Un concerto speciale a Pozzilli: l’intervista


POZZILLi. Il baritono Marco Santoro è tornato in Molise per festeggiare il traguardo dei trent’anni di carriera. Lo ha fatto con un concerto incantevole, nel quale ha saputo rapire il pubblico accompagnato dai formidabili musicisti Denyse Rossetti, soprano, e Massimiliano Franchina, pianista.

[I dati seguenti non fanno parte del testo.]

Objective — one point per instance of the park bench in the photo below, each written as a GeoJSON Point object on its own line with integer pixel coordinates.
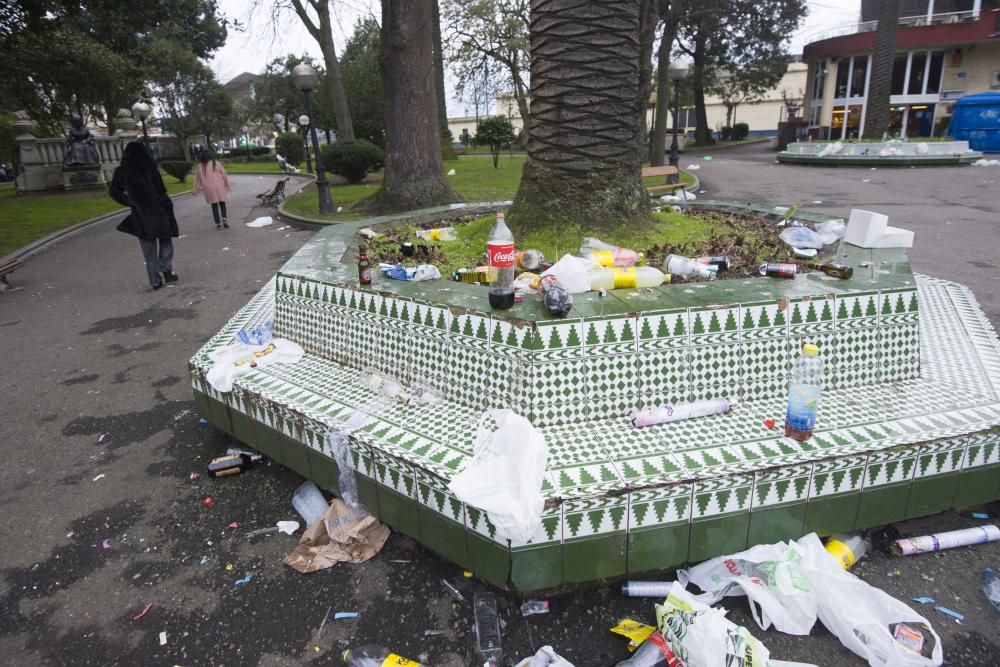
{"type": "Point", "coordinates": [8, 265]}
{"type": "Point", "coordinates": [665, 171]}
{"type": "Point", "coordinates": [275, 195]}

Ma perché scegliere proprio il Molise per questo tranguardo? “È stata una promessa che ho fatto a papà prima che morisse, anche se oggi non ho la fortuna di averlo nel pubblico”. Trent’anni di carriera per “una delle voci più belle della sua generazione”, come la definì il maestro Giuseppe Taddei, prima di diventare una specie di suo ‘figlioccio’. “Spero che qualcuno mi consideri ancora tale – aggiunge – sono passati trent’anni, velocemente, forse troppo”. Tra grandi successi e notorietà mondiale, il notissimo baritono non dimentica le sue radici molisane.

Nell’intervista in apertura anche Rossetti, che lo ha accompagnato: “Gli sono grata, perché permette ai giovani di esibirsi e di trovare il loro spazio”. Il maestro Franchino ricorda invece il momento in cui si sono conosciuti: “Trent’anni fa per un concerto, poi non ci siamo più persi di vista. Oggi abbiamo scelto pezzi diversi, dall’operetta alla musica da camera per accontentare il pubblico il più possibile”. In scaletta, tra gli altri, ‘Non più andrai farfallone amoroso’ da Le Nozze di Figaro di Wolfgang Amadeus Mozart e ‘O mio babbino caro’ da Gianni Schicchi di Giacomo Puccini ma anche il Notturno op.9 n°2 di Fryderyk Chopin, eseguito al pianoforte.

Lo spettacolo è stato organizzato dalla associazione A&M MusicArte presieduta da Antonella Mariani.